Recently, fastcars started a thread on CommunityAdmins.com asking why you should have rules (I call them guidelines) on your community at all, as fastcars feels that they are “meant to be broken.” fastcars felt that it wasn’t worth the time to have them and that guidelines intimidate members, making them feel scrutinized and giving them the impression that you have an “I’m the owner and you do as I say” attitude. Communities can “fail,” fastcars says, because the owners are too heavy handed.
Instead, fastcars suggests, you could let members decide what is and isn’t allowed and could provide a general short and simple rule. fastcars’ example is “All posts must remain within the realms of human decency.”
Extremes Are Dangerous
There is a lot of room in the middle between the two extremes of having no semblance of structure at all and extremely “heavy handed” management of a community. Heavy handed being in the eye of the beholder, of course.
Yes, some managers might be too heavy handed. Yes, some members may leave because of guidelines. Yes, you can be too strict with your community (based on your goals). Yes, communities “fail” or “die” (though I tend not to look at it that way… everything must come to an end). All of these things can happen.
But, the thing is, none of them happen simply because you have guidelines. They happen because of what you did with those guidelines. And they can happen without them. Other factors determine those things, some good, natural and healthy and some bad.
You Have Guidelines, No Matter What
If you remove any posts at all ever, you have guidelines. So, guidelines aren’t really the question to me. The question is whether or not they are posted in public for everyone to see or if they are only in your own mind/on your computer/in a private area.
It’s difficult to remove any posts at all if you don’t have some form of public guidelines to point to in relation to what is or isn’t OK. Even if that document is ever changing (it should be a living document and should be adjusted as issues present themselves), if you don’t have something, it just feels like you are removing posts for whatever reason you want or for reasons that only you are aware of.

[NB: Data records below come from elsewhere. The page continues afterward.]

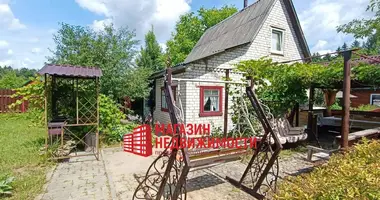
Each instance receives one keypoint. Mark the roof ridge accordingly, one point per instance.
(237, 27)
(233, 15)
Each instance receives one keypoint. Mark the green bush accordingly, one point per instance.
(367, 107)
(353, 175)
(110, 116)
(110, 121)
(116, 133)
(5, 186)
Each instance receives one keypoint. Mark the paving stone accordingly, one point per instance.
(113, 176)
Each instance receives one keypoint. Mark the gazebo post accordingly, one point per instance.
(226, 104)
(46, 120)
(310, 111)
(346, 99)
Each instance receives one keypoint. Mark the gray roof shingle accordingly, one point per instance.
(72, 71)
(239, 29)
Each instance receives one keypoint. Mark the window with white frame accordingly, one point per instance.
(375, 99)
(211, 101)
(164, 105)
(277, 41)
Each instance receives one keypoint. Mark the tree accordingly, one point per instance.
(190, 28)
(355, 44)
(112, 50)
(316, 57)
(344, 47)
(10, 80)
(366, 28)
(151, 56)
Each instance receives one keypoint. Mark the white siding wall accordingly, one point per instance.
(210, 69)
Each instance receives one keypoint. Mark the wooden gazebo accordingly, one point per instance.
(346, 85)
(72, 110)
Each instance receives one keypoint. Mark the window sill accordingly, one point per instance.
(210, 114)
(277, 53)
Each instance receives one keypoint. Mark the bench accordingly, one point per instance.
(356, 136)
(312, 149)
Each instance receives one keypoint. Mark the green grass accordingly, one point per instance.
(285, 153)
(20, 143)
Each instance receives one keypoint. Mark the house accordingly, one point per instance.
(265, 28)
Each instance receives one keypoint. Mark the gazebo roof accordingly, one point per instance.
(71, 71)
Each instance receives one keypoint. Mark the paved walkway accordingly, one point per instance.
(113, 177)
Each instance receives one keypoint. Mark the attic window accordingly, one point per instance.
(277, 41)
(211, 101)
(375, 99)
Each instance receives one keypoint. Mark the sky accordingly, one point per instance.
(27, 26)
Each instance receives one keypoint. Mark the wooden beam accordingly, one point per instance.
(346, 99)
(226, 104)
(310, 112)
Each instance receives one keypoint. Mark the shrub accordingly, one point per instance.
(5, 186)
(116, 133)
(353, 175)
(367, 107)
(110, 115)
(110, 121)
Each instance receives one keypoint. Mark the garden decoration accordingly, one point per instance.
(72, 110)
(167, 175)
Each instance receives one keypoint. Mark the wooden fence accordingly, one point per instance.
(6, 100)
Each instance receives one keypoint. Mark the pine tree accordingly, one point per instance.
(151, 56)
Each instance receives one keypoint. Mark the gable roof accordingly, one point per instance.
(242, 28)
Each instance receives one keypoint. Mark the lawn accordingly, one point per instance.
(20, 143)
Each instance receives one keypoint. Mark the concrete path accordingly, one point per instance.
(79, 178)
(113, 177)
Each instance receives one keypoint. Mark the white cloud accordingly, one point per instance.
(3, 44)
(52, 31)
(320, 19)
(6, 62)
(36, 50)
(8, 20)
(34, 40)
(138, 15)
(99, 25)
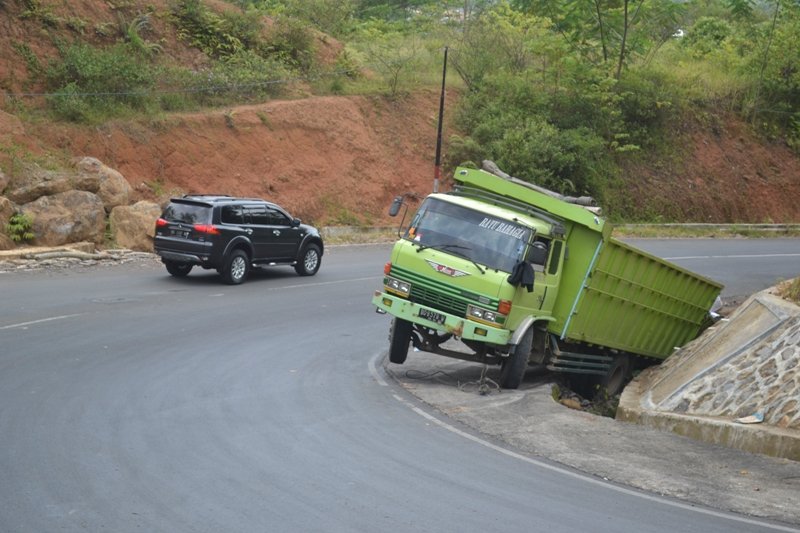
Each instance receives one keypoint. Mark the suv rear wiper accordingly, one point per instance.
(450, 248)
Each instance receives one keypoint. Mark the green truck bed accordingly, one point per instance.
(636, 302)
(611, 294)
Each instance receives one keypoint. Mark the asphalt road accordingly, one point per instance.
(133, 401)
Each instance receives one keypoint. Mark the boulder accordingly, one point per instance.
(34, 182)
(6, 243)
(67, 217)
(107, 183)
(133, 226)
(7, 208)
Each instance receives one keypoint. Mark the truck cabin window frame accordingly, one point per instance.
(495, 242)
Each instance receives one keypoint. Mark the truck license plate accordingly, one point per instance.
(432, 316)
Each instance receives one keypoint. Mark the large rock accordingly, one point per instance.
(67, 217)
(133, 226)
(34, 182)
(107, 183)
(6, 243)
(7, 209)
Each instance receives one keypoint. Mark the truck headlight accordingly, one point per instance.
(484, 315)
(394, 285)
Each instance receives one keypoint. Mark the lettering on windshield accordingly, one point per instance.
(503, 227)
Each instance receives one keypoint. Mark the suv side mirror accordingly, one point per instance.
(538, 253)
(395, 207)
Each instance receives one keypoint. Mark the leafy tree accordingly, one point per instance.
(603, 31)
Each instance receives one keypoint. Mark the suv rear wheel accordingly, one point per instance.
(236, 268)
(179, 270)
(309, 261)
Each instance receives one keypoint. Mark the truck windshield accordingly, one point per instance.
(485, 239)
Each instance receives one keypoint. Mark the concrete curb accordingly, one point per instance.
(685, 394)
(766, 440)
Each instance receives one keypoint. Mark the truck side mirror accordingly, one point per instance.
(538, 253)
(395, 207)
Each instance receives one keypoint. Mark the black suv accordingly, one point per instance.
(232, 234)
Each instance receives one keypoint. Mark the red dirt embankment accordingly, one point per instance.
(340, 160)
(330, 160)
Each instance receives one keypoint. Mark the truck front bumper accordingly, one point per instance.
(458, 326)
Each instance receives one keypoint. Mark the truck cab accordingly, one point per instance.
(519, 274)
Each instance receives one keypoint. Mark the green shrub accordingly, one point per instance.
(205, 29)
(706, 35)
(20, 228)
(92, 82)
(290, 41)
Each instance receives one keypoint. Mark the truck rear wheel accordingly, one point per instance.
(399, 338)
(512, 369)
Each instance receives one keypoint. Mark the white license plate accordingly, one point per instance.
(433, 316)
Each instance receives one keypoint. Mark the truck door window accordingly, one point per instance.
(555, 257)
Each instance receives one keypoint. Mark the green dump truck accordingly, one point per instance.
(523, 276)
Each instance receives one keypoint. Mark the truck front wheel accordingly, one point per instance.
(399, 338)
(512, 369)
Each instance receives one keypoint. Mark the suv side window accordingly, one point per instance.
(276, 218)
(231, 214)
(258, 215)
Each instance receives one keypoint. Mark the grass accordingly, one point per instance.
(791, 291)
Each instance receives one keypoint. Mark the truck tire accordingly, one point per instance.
(236, 268)
(309, 261)
(513, 367)
(399, 339)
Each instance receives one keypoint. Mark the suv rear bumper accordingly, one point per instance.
(180, 257)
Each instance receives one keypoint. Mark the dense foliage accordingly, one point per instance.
(555, 91)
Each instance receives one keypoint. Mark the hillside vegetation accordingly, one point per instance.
(663, 111)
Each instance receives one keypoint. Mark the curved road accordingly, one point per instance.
(133, 401)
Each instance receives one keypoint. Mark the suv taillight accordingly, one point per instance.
(209, 229)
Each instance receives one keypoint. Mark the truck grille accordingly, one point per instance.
(437, 300)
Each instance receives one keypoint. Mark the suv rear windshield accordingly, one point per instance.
(187, 213)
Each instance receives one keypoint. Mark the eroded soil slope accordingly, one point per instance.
(330, 160)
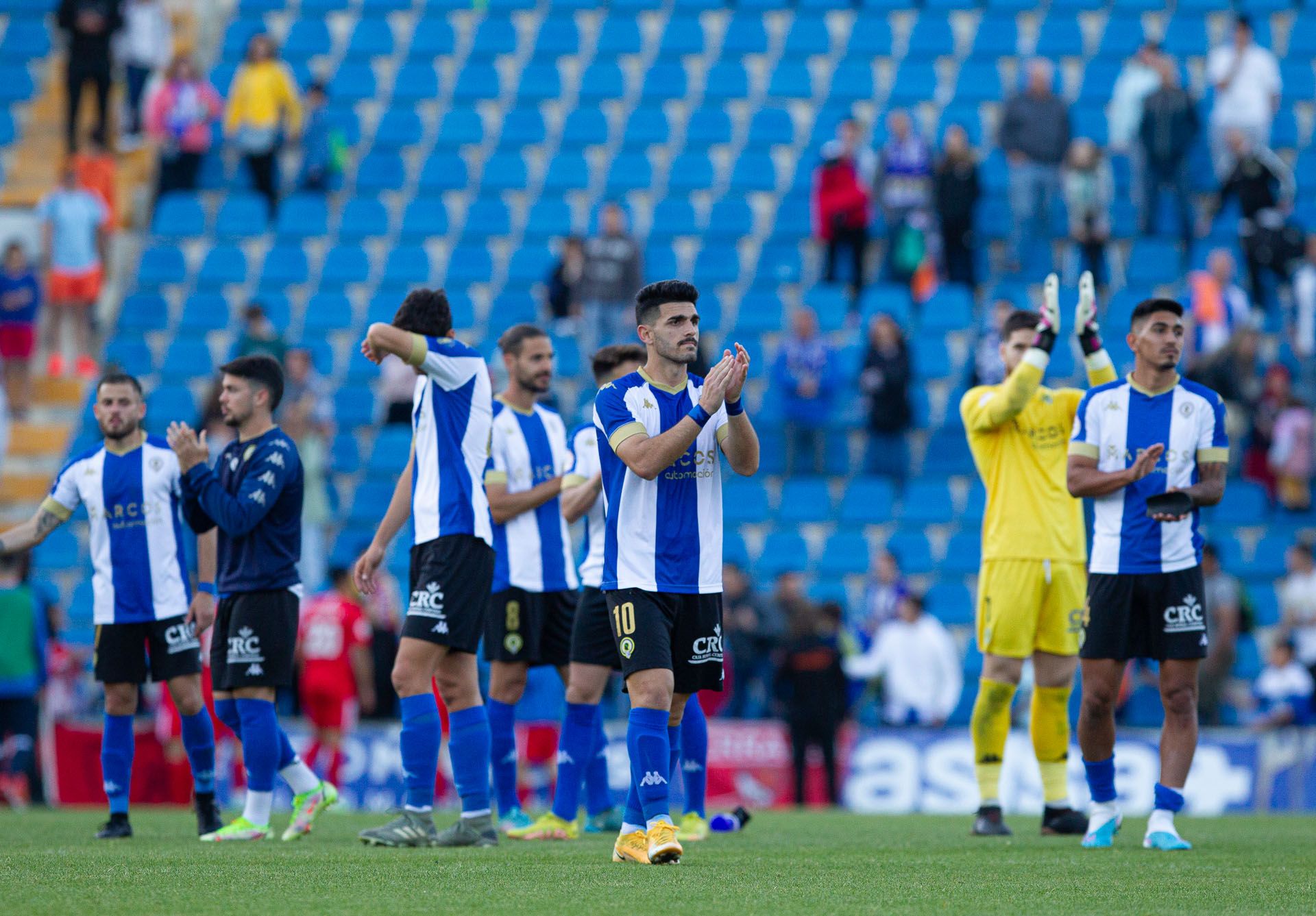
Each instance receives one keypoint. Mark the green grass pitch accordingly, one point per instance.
(782, 864)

Personally, I would say that this would be more likely to present the “I’m the owner and you do as I say” kind of attitude. Guidelines don’t really affect that as you can have that attitude without guidelines. This leads to resentment, just as much or more so than having guidelines posted in public would.

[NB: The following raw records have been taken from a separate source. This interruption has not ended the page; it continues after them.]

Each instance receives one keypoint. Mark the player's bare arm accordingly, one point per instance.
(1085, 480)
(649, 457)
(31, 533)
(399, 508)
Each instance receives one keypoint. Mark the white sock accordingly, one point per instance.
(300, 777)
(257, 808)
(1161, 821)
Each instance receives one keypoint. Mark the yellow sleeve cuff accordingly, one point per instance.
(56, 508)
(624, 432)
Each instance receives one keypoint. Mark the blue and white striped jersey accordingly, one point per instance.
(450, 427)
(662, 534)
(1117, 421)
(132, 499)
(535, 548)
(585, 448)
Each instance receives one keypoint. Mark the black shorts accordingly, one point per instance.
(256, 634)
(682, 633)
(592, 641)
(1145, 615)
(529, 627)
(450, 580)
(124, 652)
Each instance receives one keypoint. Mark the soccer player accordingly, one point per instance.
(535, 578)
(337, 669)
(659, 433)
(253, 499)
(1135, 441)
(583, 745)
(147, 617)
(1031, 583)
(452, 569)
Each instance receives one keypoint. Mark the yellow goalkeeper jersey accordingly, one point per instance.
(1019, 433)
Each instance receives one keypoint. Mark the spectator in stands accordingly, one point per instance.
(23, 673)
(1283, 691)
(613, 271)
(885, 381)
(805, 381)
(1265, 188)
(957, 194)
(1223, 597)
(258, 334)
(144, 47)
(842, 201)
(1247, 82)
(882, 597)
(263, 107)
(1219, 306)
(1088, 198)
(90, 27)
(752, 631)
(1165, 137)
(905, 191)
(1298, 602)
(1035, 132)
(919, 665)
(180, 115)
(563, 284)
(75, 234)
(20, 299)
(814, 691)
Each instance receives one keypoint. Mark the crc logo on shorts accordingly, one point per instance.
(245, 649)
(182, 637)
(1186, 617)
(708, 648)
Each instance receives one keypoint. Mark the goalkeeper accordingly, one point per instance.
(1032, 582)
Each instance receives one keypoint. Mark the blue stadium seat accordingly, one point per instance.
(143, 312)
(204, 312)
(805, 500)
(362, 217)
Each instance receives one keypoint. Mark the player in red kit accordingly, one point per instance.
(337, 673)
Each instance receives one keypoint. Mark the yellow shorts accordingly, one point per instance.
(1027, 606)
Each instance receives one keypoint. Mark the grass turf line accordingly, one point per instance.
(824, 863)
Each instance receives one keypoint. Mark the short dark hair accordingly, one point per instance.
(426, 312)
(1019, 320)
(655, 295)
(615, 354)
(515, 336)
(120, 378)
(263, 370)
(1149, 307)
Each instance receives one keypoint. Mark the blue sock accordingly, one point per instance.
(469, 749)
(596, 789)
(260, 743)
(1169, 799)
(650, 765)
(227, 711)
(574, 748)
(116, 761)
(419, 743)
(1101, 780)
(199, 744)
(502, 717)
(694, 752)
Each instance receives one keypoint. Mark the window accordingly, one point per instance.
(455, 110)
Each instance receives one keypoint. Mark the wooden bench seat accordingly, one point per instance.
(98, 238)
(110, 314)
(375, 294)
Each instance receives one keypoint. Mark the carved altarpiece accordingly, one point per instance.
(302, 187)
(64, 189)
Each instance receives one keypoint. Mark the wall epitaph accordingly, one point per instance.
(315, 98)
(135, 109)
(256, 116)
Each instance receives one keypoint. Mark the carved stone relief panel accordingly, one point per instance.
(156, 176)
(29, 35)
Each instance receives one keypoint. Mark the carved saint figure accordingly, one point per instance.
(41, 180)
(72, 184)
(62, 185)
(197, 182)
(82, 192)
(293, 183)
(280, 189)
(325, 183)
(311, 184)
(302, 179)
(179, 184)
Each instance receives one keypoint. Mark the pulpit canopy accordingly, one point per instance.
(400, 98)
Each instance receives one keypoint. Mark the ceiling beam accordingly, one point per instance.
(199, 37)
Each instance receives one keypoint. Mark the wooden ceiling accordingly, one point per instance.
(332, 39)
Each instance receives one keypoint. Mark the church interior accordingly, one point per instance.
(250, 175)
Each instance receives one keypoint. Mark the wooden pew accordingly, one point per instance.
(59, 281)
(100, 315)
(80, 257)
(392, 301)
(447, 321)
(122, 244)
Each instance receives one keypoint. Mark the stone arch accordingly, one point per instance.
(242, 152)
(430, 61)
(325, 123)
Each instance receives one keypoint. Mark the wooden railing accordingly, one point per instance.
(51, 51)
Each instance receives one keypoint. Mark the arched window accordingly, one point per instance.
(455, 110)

At least, when you have them posted publicly, everyone is aware of the same guidelines and understands what is expected of them.
Guidelines Aren’t About Rigidity, Just Structure
Guidelines should rarely be hard and fast rules, but instead should provide general guiding principles that lend some direction for members and allow for staff members to exercise some level of consistent discretion.

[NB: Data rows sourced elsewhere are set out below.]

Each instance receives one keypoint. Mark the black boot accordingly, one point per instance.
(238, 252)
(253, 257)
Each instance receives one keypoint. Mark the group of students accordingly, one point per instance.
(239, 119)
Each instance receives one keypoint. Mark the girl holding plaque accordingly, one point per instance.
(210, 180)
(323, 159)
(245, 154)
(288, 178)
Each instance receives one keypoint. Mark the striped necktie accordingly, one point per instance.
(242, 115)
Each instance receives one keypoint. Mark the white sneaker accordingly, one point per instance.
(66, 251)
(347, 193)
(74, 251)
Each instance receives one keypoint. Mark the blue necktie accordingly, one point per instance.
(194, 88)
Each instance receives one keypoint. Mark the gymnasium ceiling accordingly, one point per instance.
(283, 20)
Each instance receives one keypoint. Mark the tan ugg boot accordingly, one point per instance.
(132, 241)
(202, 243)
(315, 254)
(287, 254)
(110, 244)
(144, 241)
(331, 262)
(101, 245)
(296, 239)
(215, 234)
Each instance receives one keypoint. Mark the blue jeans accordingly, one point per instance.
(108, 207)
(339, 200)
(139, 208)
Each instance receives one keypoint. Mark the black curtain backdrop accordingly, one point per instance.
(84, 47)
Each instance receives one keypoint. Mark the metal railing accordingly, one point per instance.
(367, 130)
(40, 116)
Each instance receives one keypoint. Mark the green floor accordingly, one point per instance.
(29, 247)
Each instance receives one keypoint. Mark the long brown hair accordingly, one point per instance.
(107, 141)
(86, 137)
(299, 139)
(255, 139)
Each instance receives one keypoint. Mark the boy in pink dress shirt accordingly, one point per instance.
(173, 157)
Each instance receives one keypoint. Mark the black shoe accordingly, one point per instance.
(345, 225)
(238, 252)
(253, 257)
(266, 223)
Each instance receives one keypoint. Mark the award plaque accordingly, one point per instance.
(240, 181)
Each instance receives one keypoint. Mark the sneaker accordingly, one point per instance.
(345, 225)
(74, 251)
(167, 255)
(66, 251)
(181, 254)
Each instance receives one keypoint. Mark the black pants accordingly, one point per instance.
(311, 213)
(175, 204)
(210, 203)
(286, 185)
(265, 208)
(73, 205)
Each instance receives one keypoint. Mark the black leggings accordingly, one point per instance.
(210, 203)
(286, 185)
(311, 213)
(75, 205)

Each situation should be looked at and dealt with individually. That’s what I advocate and what I do. But, without guidelines or vision, you have no consistency. You have moderators and administrators who simply remove what they think is inappropriate. You have, essentially, too many cooks. You have as many sets of guidelines as you have staff members, and none of them are posted in public.
Guidelines don’t make every situation the same – they give you something to measure every situation against. There is an important difference there. I believe that consistency is important.
There is also something to be said for being honest and upfront about expectations. For example, if you launch a community without any guidelines (though having no guidelines is a guideline in itself) and you let it develop… it would seem weird to decide to spring guidelines on them once it’s established. That is fundamentally changing the community and while it can be done, I don’t see any reason to purposefully hurt yourself by deciding ahead of time that you will only have guidelines when you reach a certain point. Some might consider that purposefully deceptive.
Having guidelines doesn’t mean every move that a member makes is being scrutinized or corrected. Any more than not having guidelines means that.
A general guideline like “All posts must remain withing the realms of human decency.” or “We’re all adults here.” translates into “Do anything you think is appropriate.” The problem is that everyone will read that wildly differently because there is no specificity at all. Specific guidelines are general in nature and not hard and fast, like I said, but if you provide some detail, you help everyone to better understand what is and isn’t expected. It goes a long way.
Don’t Politicize Your Community
It’s important to listen to members and to encourage feedback, but allowing members to decide what guidelines you have, what limits they have, etc. and how to deal with them is, more or less, a destructive course that will be based around popularity, who yells the loudest and can get the most people to vote for what they want.
I always recommend against politicizing your online community because politics turn people against one another and that will include your members. Politics are a nasty business. You want to do what you can to keep them off of your site.
Everyone should be aware of what their audience is and what works for them. No two communities are alike and they all require different approaches and guidelines. For example, I run a martial arts community that aims to be generally work friendly. If you wish to use profanity or tell people that their martial art “sucks,” that’s cool – but we’re not the community for you. We’re not going to change for you and we’re not going to let you do whatever you want. Know whoever your audience is and pursue it with vigor.
Otherwise, you find yourself in a continuous loop chasing after whoever you can keep at the moment.